Carli Paine, of the Transportation and Land Use Coalition in Oakland, added, "We have to make commitment to funding quality, dependable public transit."
A clash over the overall proposed budget may divert attention from Schwarzenegger's ambitious reform agenda this year, including an overhaul of the prison and health care systems.
East Bay analysts agreed with Democratic leaders that budget approval could well be delayed.
"I don't see how he thinks he can get this kind of budget strategy approved from a Democrat-controlled Legislature. We've seen these sorts of proposals from Schwarzenegger before. Democrats have protested against them before. It's the same old stuff," said Melissa Michelson, a political science professor at California State University, East Bay.
"It's almost like they're reading from the same old script," she said. "It's exactly the behavior that makes Californians so cynical."
Democrats, and some Republicans, criticized the absence of budget reform an overhaul of the way the state takes in money and spends it.
They said California's fiscal system is flawed, cheating taxpayers in the way revenues are collected and earmarking most of the money for specific uses, leaving officials little flexibility.
The revised state budget, while calling for slightly more spending than in January, may be affected by a wild card the state's soft housing market is expected to depress tax revenue in the coming year.
In his speech, Schwarzenegger again promoted his plan to privatize the state lottery for an up-front payment of tens of billions of dollars that could be used primarily to pay down California's bond debt.
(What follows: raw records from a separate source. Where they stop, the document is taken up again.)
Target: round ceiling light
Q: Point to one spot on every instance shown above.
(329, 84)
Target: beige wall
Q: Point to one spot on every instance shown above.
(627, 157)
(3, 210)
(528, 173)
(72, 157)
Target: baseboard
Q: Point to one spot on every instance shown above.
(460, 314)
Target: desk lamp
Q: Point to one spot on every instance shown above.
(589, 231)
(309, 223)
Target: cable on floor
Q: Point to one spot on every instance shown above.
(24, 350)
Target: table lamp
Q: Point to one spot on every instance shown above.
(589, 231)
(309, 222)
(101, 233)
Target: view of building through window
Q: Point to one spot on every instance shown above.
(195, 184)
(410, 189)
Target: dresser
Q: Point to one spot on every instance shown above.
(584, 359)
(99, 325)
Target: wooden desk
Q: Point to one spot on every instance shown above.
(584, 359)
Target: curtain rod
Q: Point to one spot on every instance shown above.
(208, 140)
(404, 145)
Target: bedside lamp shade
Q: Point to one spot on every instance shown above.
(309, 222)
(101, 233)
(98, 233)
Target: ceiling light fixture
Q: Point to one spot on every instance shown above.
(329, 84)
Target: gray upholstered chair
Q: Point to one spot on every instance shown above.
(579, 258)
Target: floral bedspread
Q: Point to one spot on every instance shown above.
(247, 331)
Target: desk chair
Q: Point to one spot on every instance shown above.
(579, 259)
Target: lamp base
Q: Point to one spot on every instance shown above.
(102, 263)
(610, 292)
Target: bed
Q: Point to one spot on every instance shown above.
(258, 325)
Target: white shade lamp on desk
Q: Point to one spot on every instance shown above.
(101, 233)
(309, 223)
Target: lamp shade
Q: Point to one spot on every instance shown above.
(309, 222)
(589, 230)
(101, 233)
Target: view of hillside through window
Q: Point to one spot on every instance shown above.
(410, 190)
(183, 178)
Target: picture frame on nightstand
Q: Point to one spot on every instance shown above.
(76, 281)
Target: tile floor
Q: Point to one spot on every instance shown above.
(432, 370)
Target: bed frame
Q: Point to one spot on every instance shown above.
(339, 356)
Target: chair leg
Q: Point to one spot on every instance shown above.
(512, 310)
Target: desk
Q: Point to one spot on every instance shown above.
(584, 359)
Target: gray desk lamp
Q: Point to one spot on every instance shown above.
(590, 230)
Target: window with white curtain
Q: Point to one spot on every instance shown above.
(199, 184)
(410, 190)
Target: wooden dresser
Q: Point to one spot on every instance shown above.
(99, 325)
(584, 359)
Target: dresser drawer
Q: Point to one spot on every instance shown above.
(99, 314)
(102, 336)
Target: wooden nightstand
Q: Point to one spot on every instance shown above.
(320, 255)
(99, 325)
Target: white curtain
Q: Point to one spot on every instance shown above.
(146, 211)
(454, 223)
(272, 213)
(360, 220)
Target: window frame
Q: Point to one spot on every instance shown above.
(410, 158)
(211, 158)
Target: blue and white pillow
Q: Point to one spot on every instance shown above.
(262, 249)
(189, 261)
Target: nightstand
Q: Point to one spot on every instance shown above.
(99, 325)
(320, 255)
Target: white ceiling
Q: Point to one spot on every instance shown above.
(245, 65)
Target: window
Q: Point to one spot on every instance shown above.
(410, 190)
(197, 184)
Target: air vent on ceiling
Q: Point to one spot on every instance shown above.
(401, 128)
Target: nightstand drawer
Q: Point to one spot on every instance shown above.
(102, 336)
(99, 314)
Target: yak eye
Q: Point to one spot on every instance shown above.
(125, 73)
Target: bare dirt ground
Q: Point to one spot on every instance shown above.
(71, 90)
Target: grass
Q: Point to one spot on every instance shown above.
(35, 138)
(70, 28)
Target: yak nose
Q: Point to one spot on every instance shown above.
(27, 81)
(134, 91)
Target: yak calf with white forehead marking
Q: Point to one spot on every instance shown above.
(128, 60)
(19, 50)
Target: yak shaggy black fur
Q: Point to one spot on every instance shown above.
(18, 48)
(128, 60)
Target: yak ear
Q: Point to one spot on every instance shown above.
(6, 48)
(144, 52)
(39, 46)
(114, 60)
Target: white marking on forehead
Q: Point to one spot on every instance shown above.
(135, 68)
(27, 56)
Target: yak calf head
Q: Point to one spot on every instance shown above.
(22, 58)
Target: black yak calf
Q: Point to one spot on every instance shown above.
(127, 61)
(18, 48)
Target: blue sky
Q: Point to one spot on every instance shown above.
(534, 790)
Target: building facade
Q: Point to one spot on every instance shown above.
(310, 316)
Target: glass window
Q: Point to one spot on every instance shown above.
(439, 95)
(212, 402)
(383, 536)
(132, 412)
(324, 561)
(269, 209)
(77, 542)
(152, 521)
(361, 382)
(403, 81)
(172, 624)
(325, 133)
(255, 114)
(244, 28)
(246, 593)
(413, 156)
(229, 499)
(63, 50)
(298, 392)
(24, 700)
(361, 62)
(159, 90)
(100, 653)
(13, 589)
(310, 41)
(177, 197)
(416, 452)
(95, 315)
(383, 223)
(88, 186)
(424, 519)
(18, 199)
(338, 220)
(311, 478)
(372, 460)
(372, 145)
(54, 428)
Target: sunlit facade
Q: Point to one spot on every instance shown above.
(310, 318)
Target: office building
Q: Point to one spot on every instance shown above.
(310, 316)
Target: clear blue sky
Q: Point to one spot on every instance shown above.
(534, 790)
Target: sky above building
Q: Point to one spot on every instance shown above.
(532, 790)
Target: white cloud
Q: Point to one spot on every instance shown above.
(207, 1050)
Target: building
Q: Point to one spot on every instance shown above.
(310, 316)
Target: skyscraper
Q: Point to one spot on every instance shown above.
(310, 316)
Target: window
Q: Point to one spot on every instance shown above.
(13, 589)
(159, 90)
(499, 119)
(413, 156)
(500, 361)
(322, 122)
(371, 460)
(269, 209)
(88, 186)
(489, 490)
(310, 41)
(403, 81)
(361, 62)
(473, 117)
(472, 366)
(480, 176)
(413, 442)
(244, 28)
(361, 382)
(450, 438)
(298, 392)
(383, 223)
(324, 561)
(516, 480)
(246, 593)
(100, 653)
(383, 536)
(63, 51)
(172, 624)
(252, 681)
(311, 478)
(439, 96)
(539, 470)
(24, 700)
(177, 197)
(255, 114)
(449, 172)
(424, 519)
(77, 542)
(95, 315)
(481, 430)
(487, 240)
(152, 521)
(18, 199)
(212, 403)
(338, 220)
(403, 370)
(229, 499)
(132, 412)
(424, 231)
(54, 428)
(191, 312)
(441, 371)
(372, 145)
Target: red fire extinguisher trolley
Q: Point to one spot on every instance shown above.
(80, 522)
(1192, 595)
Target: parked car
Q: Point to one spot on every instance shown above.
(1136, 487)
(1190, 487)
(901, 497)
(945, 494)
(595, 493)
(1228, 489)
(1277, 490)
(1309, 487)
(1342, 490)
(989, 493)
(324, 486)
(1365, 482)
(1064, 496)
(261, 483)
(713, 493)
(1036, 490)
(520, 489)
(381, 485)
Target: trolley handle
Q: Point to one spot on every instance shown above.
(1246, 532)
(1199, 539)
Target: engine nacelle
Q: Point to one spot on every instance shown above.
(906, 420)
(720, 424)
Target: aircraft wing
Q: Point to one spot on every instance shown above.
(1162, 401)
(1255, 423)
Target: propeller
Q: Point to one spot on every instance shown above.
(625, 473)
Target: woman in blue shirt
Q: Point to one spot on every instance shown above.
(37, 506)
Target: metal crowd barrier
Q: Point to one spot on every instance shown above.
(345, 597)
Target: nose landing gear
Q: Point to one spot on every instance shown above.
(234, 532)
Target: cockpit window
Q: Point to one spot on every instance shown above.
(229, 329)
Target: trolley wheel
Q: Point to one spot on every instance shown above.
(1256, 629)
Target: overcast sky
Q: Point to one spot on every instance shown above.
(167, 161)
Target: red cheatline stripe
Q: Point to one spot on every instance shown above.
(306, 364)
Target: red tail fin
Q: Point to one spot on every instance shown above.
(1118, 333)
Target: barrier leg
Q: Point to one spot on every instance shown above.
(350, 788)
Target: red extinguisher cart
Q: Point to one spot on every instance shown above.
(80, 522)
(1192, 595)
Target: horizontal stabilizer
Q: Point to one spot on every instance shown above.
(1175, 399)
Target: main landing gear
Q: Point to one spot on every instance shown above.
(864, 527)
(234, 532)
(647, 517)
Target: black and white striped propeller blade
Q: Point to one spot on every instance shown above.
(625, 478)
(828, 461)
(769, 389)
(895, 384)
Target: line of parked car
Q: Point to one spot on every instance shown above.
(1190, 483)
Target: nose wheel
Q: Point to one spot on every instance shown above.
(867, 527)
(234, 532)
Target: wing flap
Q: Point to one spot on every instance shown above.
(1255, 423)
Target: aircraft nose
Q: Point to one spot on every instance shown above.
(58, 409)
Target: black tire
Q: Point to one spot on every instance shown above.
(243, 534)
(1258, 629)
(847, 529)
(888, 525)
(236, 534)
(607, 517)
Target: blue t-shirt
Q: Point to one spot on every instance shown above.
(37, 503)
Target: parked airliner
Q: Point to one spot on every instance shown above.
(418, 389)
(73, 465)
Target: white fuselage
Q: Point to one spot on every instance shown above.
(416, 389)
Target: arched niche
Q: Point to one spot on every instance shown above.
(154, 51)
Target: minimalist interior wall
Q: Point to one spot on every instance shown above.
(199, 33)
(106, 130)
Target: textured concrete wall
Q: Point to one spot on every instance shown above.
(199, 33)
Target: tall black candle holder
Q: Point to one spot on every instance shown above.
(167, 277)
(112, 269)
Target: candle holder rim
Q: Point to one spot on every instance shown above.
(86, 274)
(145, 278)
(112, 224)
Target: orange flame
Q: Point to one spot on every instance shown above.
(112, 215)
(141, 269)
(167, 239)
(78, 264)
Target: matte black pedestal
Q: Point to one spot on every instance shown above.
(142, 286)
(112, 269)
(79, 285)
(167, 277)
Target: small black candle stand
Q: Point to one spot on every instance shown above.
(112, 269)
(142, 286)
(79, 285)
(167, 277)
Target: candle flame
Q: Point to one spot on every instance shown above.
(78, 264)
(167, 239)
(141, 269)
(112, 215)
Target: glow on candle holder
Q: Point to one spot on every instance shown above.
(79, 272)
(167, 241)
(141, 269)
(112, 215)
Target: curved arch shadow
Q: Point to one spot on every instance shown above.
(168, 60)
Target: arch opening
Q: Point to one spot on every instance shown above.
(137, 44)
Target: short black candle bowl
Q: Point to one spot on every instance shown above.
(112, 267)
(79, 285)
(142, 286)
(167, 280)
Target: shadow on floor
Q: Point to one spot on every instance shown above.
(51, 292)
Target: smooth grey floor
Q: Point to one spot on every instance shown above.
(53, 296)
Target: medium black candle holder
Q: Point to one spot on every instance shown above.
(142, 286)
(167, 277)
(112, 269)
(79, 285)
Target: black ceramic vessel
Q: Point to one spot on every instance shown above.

The proposal is not tied to the coming fiscal year's budget.
During questioning, the governor acknowledged for the first time that his plan might have to go to voters, who originally approved a state-run lottery. But Schwarzenegger said he expected Californians would back the idea.
"If they decide that we need to have the people vote on it, we just put it on the ballot and let the people decide," Schwarzenegger said.
"I think the people will go for it," he said. "I'm not worried about that at all."
If the windfall ever comes, Democrats said, there would be better uses for it than Schwarzenegger's idea of using it mostly to pay down California's debt.
California, for instance, faces a growing, multibillion-dollar deficit in its pension fund, they said.
Treasurer Bill Lockyer said the lottery-sale idea is "worth considering" but that it could easily turn into a "budget gimmick."
The former East Bay politician said that "before turning over the lottery to private entities and losing the annual revenue stream, policymakers should address the question of whether the state can do more on its own to strengthen the operation, increase its revenues and enhance its public support."
In a couple of one-time twists, the governor proposed selling for $1 billion the EdFund, a nonprofit, public-private partnership that provides student loans. He also wants to shift $600 million from a tobacco settlement reserve fund into the state's general fund.
The proposal would leave the state with a $1.4 billion "net operating deficit" for the coming fiscal year. But Schwarzenegger noted that, without raising taxes, he has pared down the $16.5 billion deficit he inherited in 2003.